Last night was the first time in four weeks that I drove back to my hometown. I coincidentally drove down during a Friday night football game which, also happened to be Senior Night. I saw the students in the stands doing the same cheers and student-section traditions that I had participated in just a few months ago, and I saw all of them having the time of their lives. I didn’t realize how much I missed those Friday night lights until I caught myself crying on the way back to Wittenberg’s campus.
I became frustrated with myself that I was still caught up in high school. I was annoyed that I wanted nothing more than to be back in that student-section cheering on our football team. I missed that sense of community and comradery. I hated the thought that I peaked in high school and that I’d be one of those people who never really grew out of their high school glory days.
However, I reminded myself that it’s only one month into my freshman year of college. I don’t have to automatically have to have my life-long friends figured out. In fact, I don’t have to have anything figured out. I told myself that’s it’s okay to miss high school. It’s okay to miss the tight-knit community and the great memories that I made there. It doesn’t make me a weak person just because I have a longing for what’s familiar to me and to have the desire to be a part of high school again. Think about it-- since kindergarten we've been with the same group of kids all moving through different stages in our lives and growing together. To have that change so abruptly after graduation, it can cause strife, confusion, and anxiousness. To have all of your friends that you've known for so long say their goodbyes, venture off into the next part of their lives, and then expect to be okay with that overnight is putting way too much pressure on yourself.
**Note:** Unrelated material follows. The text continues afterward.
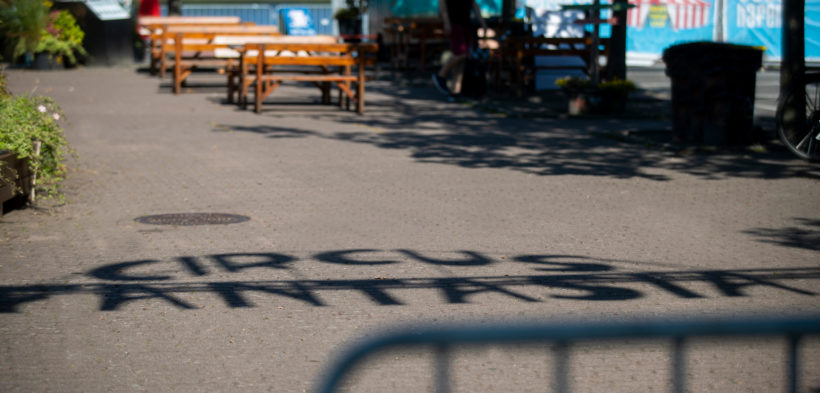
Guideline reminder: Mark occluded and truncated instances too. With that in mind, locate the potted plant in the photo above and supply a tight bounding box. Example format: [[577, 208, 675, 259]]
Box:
[[333, 0, 367, 35], [35, 10, 88, 67], [555, 77, 635, 115], [0, 0, 87, 69], [0, 70, 70, 202]]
It's okay to miss your friends. It's okay to miss your sports teams, or your theatre groups, or whatever great things you pursued in high school. It doesn't mean you "peaked in high school" and "won't ever be able to relive those days" in your life. We need to start cutting ourselves (and others) some more slack when it comes to the struggle of parting with our peers and teachers from high school.
As for me, I know that I’ll get settled here in college, and I know that I’ll make plenty of memories that are even better than the ones I made in high school. Maybe today isn't that day, but that’s okay! High school is great, but so is college. Don’t beat yourself up for missing something that’s been a part of your life for so long. Just remember that while that was a big part of your life, college has millions of opportunities and experiences just waiting for you to venture into. This is your time!